The 12-year-old is deeply affected as he thinks of himself as a Communist. He has frequently been knocked around because of this – no one else has Communist leanings at his school, which is near the railway station at Wannsee, and this makes things difficult. The parents of his classmates tell their children that Communists are terrible people who want to ruin Germany and say that Peter deserves a hiding. Fortunately word has not yet spread that Peter is Jewish as well.

Peter’s family on his mother’s side came from Chemnitz, Germany. His Jewish grandfather, who was loyal to the Kaiser, owned a textile factory in the vicinity. His four children are a curious bunch. One uncle is a conductor, another is a Zionist who emigrated to Palestine in 1924. His aunt is a Com­munist and later mounts the barricades in the Spanish Civil War. Peter’s mother abandoned her study of national economics in Leipzig to marry Leo Muenz.

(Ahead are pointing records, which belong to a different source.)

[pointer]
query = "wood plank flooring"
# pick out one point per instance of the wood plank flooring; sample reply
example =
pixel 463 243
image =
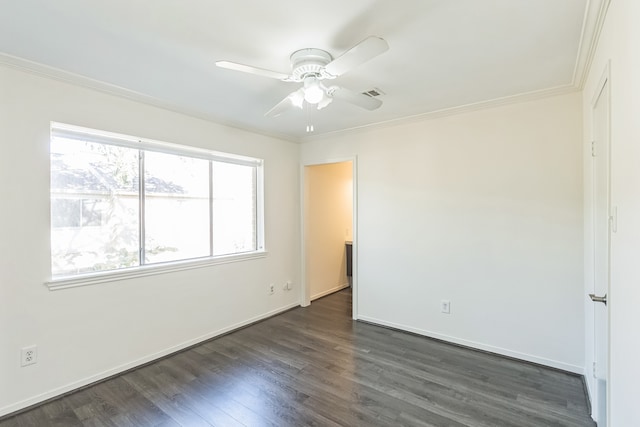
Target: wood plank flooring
pixel 315 366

During World War I, Peter’s father was a doctor with the German forces and he continued to work in this capacity as a French prisoner of war. At the end of the war, he settled in Chemnitz and practised as an eye specialist. Leo Muenz was cultured and well read and came from a long-established Jewish family. He was a pacifist, Social Democrat and one of the founders of the Workers’ Samaritans Association. Peter clearly remembers, ‘I must have been three years old when he took me to a workers’ demonstration on the 1st of May with black, red and gold flags. It must have been in 1924. I was dwarfed by the tall men around me.’

Peter’s father died of an illness in 1928. His mother sold the practice and moved to Berlin with the children. She purchased a small house in a Bauhaus complex in the Berlin suburb of Zehlendorf. Peter spent the summer at an Italian school and the winter at a German one. This is now over. In March 1933 the Muenz family decide to emigrate, together with a friend of his mother’s and her daughter. They rent a house by Lake Maggiore in a small place near Ascona, in Switzerland.

Peter’s last schoolboy memory of Germany is of the Reichstag fire on 23 February. Many Berlin schools organise school trips to the city centre the following day. Peter’s class also goes to see the gutted Parliament building, which is supposed to serve as a warning to show what the Communists would do to the whole of Germany if they were to come to power. ‘Adolf Hitler has saved us,’ the teacher remarks. ‘Otherwise it would be like this all over Germany.’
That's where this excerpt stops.